Bispos querem que troika "cultive virtude do realismo"

Os bispos católicos portugueses querem que a troika "cultive a virtude do realismo", disse hoje o porta-voz do Conselho Permanente da Conferência Episcopal Portuguesa (CEP), que reuniu em Fátima.

"Confiamos que quem vem de fora para nos ajudar cultive a virtude do realismo para que possamos ver a luz ao fundo do túnel e haja um clima de esperança que também nos ajude a ultrapassar a crise", defendeu Manuel Morujão.

Questionado sobre a possibilidade de uma melhoria do programa de ajustamento admitida hoje pelo ministro das Finanças, Vítor Gaspar, o porta-voz da CEP defendeu que será bem vindo "tudo o que vier dos organismos internacionais, que nos ajudam e nos controlam, que beneficie os que mais sofrem com estas medidas [económicas]".

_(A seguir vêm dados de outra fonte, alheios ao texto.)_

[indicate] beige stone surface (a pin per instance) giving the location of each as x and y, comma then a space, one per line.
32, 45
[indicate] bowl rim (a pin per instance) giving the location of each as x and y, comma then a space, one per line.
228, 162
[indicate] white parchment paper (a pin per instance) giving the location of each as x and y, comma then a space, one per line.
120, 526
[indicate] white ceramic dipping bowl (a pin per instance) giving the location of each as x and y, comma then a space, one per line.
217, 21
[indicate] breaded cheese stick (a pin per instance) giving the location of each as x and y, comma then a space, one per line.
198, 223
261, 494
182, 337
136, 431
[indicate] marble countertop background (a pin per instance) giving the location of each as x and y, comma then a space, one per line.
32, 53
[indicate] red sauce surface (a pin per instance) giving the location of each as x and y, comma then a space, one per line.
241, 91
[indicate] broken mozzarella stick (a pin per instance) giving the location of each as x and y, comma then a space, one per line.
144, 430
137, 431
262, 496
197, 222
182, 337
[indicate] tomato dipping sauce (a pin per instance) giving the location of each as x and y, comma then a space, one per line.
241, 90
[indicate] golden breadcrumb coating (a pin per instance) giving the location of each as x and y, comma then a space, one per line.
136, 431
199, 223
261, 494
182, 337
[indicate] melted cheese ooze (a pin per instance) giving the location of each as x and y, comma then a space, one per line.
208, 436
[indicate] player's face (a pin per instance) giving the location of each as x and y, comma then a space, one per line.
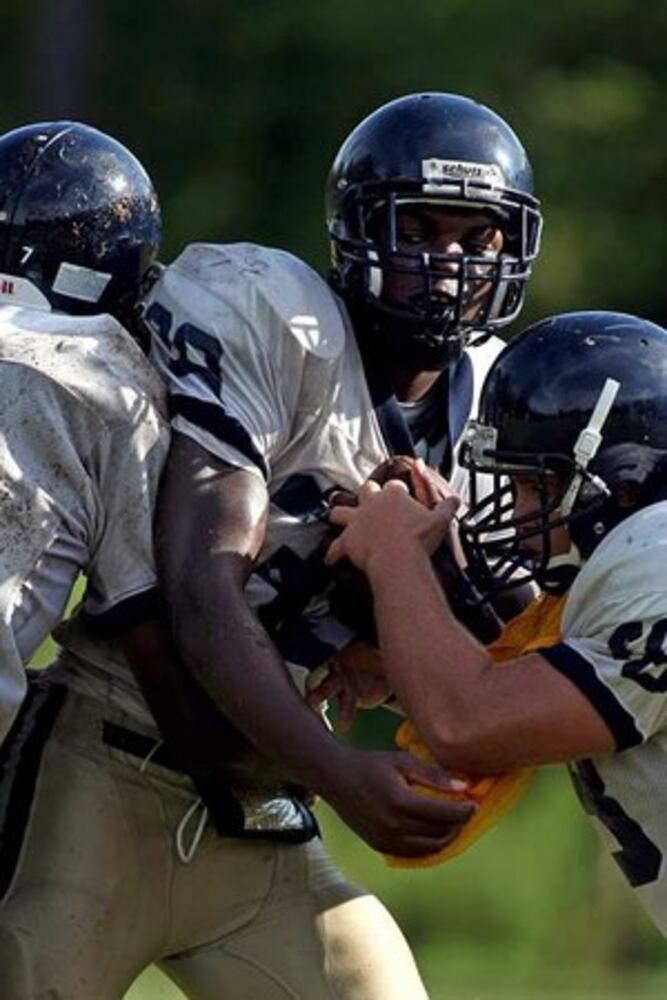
433, 229
530, 497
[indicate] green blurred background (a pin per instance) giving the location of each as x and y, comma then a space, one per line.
237, 110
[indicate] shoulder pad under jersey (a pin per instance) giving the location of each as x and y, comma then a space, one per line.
269, 290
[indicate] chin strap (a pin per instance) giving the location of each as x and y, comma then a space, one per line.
588, 442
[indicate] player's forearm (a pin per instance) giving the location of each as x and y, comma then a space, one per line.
435, 666
233, 658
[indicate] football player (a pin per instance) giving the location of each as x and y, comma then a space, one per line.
285, 388
82, 415
95, 811
573, 429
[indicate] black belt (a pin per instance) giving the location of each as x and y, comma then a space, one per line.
233, 813
138, 745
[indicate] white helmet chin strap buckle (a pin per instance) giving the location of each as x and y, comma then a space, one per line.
589, 441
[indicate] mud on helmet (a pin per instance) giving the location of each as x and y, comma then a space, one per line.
578, 404
441, 149
79, 221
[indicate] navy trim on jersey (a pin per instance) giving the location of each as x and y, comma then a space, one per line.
126, 614
20, 759
394, 428
582, 674
211, 417
460, 396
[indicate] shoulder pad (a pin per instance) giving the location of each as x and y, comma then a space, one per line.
266, 288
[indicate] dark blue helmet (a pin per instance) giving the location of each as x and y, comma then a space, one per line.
79, 220
577, 403
439, 149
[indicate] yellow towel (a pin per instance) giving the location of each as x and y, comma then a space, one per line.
537, 626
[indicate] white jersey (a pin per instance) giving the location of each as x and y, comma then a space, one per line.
265, 373
83, 437
614, 649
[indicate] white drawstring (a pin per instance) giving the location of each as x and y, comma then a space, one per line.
186, 856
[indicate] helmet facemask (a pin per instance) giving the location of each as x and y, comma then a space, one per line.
504, 548
484, 290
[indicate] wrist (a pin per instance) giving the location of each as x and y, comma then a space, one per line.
393, 560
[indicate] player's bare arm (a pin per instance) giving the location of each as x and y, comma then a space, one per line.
232, 657
471, 713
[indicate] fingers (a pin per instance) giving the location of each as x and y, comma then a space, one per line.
418, 772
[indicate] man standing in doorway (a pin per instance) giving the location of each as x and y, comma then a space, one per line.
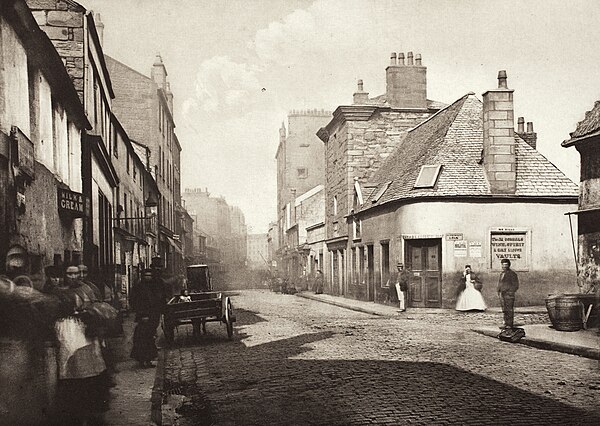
507, 287
401, 286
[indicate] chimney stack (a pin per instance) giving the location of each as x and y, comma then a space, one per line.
406, 84
499, 156
159, 72
528, 136
360, 96
99, 28
170, 98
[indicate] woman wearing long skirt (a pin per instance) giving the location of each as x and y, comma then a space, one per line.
470, 299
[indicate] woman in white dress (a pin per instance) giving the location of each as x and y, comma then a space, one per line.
470, 299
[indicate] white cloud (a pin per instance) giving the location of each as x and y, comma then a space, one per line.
222, 83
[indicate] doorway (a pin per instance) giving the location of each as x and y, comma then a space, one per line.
370, 274
423, 258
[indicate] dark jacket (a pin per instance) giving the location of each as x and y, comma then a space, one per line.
508, 282
148, 298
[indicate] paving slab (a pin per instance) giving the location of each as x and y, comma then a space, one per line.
584, 343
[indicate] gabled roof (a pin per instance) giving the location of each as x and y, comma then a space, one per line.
453, 139
586, 128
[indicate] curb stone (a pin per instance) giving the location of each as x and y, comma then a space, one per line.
341, 305
157, 389
551, 346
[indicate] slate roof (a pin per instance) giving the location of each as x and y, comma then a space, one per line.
588, 127
381, 100
453, 138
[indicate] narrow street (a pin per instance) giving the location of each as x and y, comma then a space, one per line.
297, 361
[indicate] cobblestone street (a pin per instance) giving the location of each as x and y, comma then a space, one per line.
298, 361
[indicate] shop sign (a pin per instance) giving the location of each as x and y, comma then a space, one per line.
512, 246
72, 203
474, 248
460, 248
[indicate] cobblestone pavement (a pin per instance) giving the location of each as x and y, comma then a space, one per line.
295, 361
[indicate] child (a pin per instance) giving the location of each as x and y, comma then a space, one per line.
185, 296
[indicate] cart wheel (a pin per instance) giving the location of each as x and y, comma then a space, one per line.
228, 317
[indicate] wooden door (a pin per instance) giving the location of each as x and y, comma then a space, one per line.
424, 263
370, 274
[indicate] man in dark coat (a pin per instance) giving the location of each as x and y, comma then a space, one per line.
148, 301
507, 287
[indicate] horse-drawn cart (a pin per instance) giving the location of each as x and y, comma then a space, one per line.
204, 307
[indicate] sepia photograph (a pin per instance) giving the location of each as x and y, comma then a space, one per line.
299, 212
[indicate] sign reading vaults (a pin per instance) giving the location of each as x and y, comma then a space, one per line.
512, 246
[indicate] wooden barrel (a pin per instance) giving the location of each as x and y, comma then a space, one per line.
567, 313
551, 307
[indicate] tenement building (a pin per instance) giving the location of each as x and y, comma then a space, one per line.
357, 141
41, 126
145, 107
585, 138
462, 187
300, 168
73, 32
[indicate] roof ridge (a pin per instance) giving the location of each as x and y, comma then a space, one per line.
438, 112
128, 67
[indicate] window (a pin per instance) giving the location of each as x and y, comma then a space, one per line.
115, 142
510, 244
385, 263
356, 228
381, 191
427, 176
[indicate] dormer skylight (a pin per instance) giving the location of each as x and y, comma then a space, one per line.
428, 176
381, 191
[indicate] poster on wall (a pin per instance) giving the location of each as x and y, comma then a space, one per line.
474, 248
460, 248
512, 246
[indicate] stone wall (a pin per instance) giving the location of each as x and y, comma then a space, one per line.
63, 23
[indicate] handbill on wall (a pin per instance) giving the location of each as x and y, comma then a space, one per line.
510, 246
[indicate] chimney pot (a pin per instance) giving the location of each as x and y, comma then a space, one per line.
401, 58
520, 125
502, 79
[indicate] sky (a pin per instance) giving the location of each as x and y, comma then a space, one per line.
237, 67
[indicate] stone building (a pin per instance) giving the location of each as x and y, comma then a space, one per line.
134, 237
145, 107
77, 38
300, 160
258, 249
585, 138
41, 127
222, 224
357, 141
463, 187
42, 205
302, 214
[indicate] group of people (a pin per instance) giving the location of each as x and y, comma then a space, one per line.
72, 310
470, 297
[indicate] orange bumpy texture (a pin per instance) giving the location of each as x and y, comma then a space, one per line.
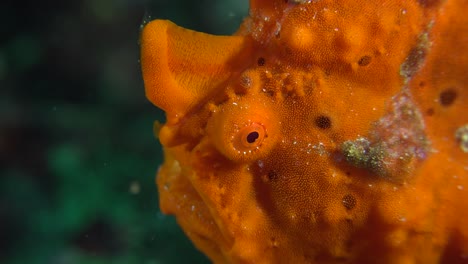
323, 131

O padre sublinhou ainda que "sem confiança e sem esperança não há clima de trabalho, de seriedade e empenho, para que todos se sintam responsáveis pela solução da crise".

Se, por um lado, esclareceu, "temos de saber aceitar as medidas económicas que o Governo tem lançado", por outro "temos de levantar a voz para defender os menos desfavorecidos e mais frágeis na sociedade", já que "a Igreja não pode estar senão do lado dos mais fracos", frisou.

Durante o Conselho permanente da CEP, os bispos manifestaram ainda a sua preocupação e solidariedade face aos massacres na Nigéria que têm vitimado cristãos, sublinhando que nenhuma religião deve ser culpada pelo fundamentalismo de alguns.

"São excrescências das religiões" que, neste caso, são responsáveis pela morte de mais de três mil cristãos nos últimos três anos, salientou o porta-voz da CEP, acrescentando que é imperiosa a intervenção internacional para que se restabeleça a ordem e o respeito naquele país africano.